The origins of poker are also not completely clear, because, like many other games of chance, poker, most likely, also developed over several centuries, taking shape from different card games. Some argue that poker-like gambling was invented in the 17th century in Persia, while others say that the famous game of today was inspired by the French game Poque. The popularity of this game grew rather slowly until the 70s. of the last century, no world poker tournaments were held in Las Vegas. But the greatest recognition of this game was provided by the opportunity to gamble on the Internet when online poker appeared.
Streaming PCA Review Article
The Proceedings of IEEE posted our review article today on Streaming PCA and Subspace Tracking with Missing Data. It was a great experience to work with Yuejie Chi and Yue Lu on this survey. You can also find a less pretty version on the arxiv.
New paper in Journal of Multivariate Analysis
Congratulations to my student David Hong (and his co-advisor Jeff Fessler) for our published article in the Journal of Multivariate Analysis, titled “Asymptotic performance of PCA for high-dimensional heteroscedastic data.” Heteroscedastic data, where different data points are of differing quality (precisely, have different noise variance), are common in so many interesting big data problems.
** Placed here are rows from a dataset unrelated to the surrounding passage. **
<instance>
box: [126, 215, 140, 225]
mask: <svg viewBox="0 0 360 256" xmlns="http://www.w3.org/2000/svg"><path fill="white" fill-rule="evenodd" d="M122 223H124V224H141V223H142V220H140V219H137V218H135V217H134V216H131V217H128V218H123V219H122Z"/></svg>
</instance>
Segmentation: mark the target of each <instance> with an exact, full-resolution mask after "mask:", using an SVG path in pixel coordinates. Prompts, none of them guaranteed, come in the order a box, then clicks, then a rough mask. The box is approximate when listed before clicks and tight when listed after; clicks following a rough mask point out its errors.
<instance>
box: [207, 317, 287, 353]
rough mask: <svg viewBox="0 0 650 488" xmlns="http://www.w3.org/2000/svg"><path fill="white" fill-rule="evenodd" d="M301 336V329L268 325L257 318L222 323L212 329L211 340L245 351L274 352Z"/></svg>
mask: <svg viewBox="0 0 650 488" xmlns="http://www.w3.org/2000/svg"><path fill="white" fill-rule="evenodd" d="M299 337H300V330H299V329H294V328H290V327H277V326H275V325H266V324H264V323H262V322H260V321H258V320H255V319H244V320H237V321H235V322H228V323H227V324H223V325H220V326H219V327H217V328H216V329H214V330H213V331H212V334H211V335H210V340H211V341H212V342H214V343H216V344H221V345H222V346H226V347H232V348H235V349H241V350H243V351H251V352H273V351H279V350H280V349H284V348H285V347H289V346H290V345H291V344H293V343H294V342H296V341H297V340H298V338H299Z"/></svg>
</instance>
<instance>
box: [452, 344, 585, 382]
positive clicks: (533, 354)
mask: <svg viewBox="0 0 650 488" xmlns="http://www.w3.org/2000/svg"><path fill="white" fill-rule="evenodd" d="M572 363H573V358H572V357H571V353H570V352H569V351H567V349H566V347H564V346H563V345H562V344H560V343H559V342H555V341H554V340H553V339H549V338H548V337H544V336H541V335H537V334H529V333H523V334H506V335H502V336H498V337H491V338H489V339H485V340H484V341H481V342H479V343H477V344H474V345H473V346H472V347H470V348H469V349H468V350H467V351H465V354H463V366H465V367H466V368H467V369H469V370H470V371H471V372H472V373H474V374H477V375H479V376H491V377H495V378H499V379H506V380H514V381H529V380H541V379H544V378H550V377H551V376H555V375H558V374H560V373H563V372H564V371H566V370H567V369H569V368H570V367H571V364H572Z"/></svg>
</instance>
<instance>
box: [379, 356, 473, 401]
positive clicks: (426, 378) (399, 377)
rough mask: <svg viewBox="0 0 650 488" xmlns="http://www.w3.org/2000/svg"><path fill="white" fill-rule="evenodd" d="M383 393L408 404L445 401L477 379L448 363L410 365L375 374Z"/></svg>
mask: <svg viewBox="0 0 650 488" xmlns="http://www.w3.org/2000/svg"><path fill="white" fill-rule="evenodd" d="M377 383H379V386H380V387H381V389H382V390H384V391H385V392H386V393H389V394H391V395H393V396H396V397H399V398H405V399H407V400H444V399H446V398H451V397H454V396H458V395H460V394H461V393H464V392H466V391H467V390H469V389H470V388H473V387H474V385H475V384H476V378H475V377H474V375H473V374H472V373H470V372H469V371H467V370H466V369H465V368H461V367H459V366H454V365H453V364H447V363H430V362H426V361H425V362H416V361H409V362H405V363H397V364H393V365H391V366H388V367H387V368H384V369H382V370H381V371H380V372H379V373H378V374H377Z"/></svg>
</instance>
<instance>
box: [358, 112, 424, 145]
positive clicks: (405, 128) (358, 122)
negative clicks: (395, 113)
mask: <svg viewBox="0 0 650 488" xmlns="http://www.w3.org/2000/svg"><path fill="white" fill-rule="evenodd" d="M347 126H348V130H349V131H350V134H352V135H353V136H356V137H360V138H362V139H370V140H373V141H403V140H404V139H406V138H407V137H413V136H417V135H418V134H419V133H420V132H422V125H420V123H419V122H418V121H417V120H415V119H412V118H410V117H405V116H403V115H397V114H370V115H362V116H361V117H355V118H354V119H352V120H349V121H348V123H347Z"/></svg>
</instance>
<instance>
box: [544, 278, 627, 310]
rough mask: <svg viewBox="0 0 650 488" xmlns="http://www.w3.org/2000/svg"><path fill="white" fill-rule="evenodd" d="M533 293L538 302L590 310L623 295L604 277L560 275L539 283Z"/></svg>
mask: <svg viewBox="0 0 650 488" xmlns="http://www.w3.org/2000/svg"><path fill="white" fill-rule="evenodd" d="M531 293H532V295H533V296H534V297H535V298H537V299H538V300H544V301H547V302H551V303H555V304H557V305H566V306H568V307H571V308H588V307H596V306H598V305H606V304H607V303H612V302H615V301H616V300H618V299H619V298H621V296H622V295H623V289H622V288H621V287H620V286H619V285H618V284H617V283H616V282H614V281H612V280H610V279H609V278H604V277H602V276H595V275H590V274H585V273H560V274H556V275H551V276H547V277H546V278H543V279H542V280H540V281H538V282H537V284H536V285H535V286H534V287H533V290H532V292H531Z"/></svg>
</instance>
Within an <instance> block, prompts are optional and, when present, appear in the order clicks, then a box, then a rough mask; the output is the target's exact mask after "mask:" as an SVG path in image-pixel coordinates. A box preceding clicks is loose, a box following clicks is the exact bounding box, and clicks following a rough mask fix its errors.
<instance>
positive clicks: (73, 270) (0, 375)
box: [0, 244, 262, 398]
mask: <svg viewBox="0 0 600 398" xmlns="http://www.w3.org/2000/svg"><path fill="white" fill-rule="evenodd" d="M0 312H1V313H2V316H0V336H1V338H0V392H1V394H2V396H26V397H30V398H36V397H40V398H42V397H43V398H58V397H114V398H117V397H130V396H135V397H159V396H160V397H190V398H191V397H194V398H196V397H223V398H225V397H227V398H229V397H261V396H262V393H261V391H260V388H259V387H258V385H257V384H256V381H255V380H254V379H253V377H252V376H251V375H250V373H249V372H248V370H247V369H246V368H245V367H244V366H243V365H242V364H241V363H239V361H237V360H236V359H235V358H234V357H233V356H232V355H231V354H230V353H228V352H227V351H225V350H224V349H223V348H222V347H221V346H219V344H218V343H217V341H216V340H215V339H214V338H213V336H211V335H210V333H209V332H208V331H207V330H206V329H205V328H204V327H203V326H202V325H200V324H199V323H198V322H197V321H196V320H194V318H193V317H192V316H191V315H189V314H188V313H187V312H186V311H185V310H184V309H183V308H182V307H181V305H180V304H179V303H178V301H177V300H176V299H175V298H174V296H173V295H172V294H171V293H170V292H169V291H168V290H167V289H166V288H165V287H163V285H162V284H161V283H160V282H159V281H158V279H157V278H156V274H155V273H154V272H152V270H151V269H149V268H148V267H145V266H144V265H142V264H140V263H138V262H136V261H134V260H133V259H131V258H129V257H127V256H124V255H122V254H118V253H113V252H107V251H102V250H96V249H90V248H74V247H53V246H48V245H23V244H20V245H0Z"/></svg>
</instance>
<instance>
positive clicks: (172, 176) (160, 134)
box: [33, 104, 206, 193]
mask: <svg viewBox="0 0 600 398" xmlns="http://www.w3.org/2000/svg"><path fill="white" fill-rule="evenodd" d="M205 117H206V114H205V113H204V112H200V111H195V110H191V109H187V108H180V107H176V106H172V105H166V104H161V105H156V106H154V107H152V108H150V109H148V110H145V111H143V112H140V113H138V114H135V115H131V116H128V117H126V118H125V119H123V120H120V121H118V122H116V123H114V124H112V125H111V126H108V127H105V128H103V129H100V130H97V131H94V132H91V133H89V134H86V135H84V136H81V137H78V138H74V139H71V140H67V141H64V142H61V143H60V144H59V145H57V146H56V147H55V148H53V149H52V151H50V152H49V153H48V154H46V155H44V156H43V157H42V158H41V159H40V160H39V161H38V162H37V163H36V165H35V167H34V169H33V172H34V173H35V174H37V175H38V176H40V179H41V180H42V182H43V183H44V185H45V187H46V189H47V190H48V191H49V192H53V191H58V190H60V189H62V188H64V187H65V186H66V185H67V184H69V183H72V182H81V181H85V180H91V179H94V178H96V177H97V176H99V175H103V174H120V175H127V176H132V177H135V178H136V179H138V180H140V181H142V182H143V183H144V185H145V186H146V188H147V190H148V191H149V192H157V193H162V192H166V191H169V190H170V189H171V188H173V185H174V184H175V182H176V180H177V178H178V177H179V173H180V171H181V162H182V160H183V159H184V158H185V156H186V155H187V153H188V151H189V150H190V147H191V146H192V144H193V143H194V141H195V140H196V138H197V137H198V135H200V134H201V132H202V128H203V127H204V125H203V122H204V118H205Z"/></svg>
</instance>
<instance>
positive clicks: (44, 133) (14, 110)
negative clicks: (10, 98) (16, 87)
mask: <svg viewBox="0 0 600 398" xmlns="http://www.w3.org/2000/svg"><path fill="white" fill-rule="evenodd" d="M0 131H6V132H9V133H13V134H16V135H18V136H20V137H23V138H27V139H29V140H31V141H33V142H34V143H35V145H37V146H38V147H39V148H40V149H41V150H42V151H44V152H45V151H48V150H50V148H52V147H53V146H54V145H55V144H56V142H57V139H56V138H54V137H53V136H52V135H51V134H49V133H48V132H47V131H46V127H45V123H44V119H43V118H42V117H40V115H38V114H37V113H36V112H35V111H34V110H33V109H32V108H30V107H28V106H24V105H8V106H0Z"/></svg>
Sensor network data, medical imaging using historical data, and astronomical imaging are just a few examples. PCA is known to be the maximum likelihood estimate for data with additive Gaussian noise of a single variance across all the data points. This work investigates the performance of PCA when that homoscedastic noise assumption is violated. We give precise predictions for the recovery of subspaces and singular values in a spiked/planted model, and show that vanilla PCA (perhaps unsurprisingly) has suboptimal subspace recovery when the data are heteroscedastic.